Der Fall FTX beschäftigt die Kryptogemeinde weiterhin, auch nachdem das Urteil bereits gefällt wurde. In einem Interview äußert sich der US-Präsident zu einer möglichen Begnadigung, lässt aber kaum Zweifel an der Zukunft von Sam Bankman-Fried.

Eines der größten Kryptoskandale

Präsident Donald Trump plant nicht, Sam Bankman-Fried zu begnadigen. Das sagte er in einem Interview mit der New York Times. Der ehemalige Chef der Kryptobörse FTX verbüßt eine 25-jährige Haftstrafe nach seiner Verurteilung wegen umfangreichen Betrugs.

Trump nennt im Gespräch mehrere Namen, die seiner Meinung nach nicht für eine Begnadigung infrage kommen, darunter Musikproduzent Sean Combs und Ex-Senator Robert Menendez. Er geht nicht näher auf Einzelheiten ein, macht jedoch klar, dass er hier keine Ausnahmen machen will.

Bankman-Fried sitzt seit August 2023 in Haft, nachdem seine Kaution widerrufen wurde. Im März 2024 wurde er wegen sieben Straftaten verurteilt, darunter der Veruntreuung von Milliarden US-Dollar an Kundengeldern. Der Fall gilt als eines der größten Betrugsfälle in der Geschichte der Kryptowährungen.

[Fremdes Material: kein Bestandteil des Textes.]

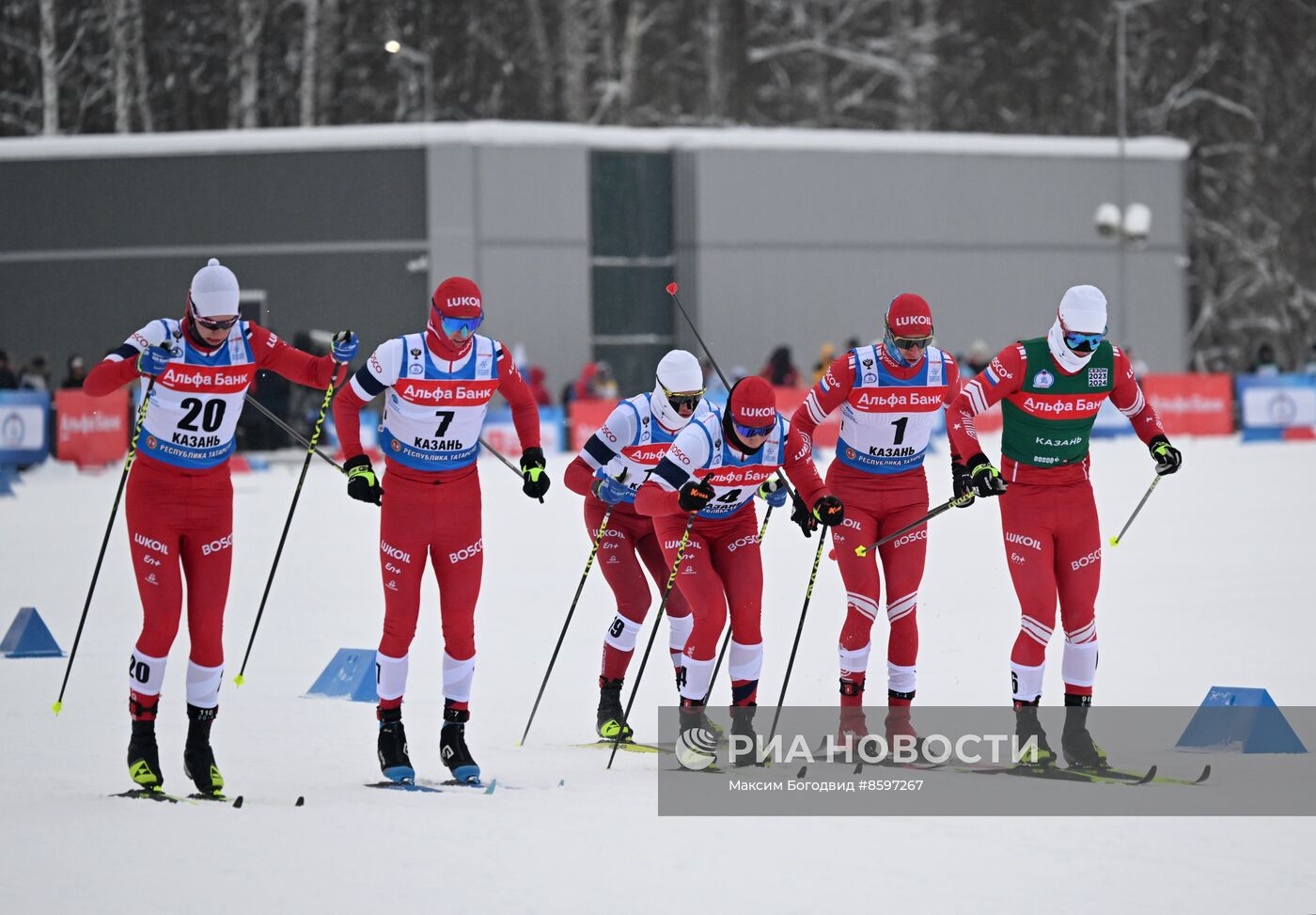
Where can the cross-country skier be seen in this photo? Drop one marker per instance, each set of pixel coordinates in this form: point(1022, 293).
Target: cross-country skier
point(608, 471)
point(1052, 388)
point(180, 503)
point(714, 467)
point(888, 395)
point(438, 385)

SBF suchte Unterstützung bei Republikanern

Im Interview wird Trump auch zu seinen eigenen Verbindungen zur Kryptobranche befragt. Seine Familie ist an einem Bitcoin- (BTC) Mining-Unternehmen, einem Stablecoin-Projekt und seiner persönlichen Memecoin Official Trump beteiligt. Laut Trump stellt das kein Problem dar. Er sagt, dass ihm seine Unterstützung für Kryptowährungen viele Stimmen eingebracht habe. „Ich habe viele Stimmen bekommen, weil ich Krypto unterstützte, und habe es dadurch schätzen gelernt“, erklärt er.

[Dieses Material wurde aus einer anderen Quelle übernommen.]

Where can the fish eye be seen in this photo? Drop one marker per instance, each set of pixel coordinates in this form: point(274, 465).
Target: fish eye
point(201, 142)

Nach seiner Verurteilung suchte Bankman-Fried Anschluss an republikanische Kreise. Er deutete an, gute Beziehungen zu dieser Partei zu haben und suchte den Kontakt zu rechtsgerichteten Medienfiguren wie Tucker Carlson. Dennoch schien eine Begnadigung schon länger unwahrscheinlich. Auf der Vorhersageplattform Polymarket wurde die Chance, dass Trump ihn vor 2027 begnadigt, auf nur 6 Prozent geschätzt.

Trump hat früher bereits Kryptopersonen begnadigt. So erhielt der Silk-Road-Gründer Ross Ulbricht Anfang dieses Jahres ein Pardon. Auch der ehemalige Binance-CEO Changpeng Zhao, der eine kurze Haftstrafe verbüßt hatte, wurde begnadigt.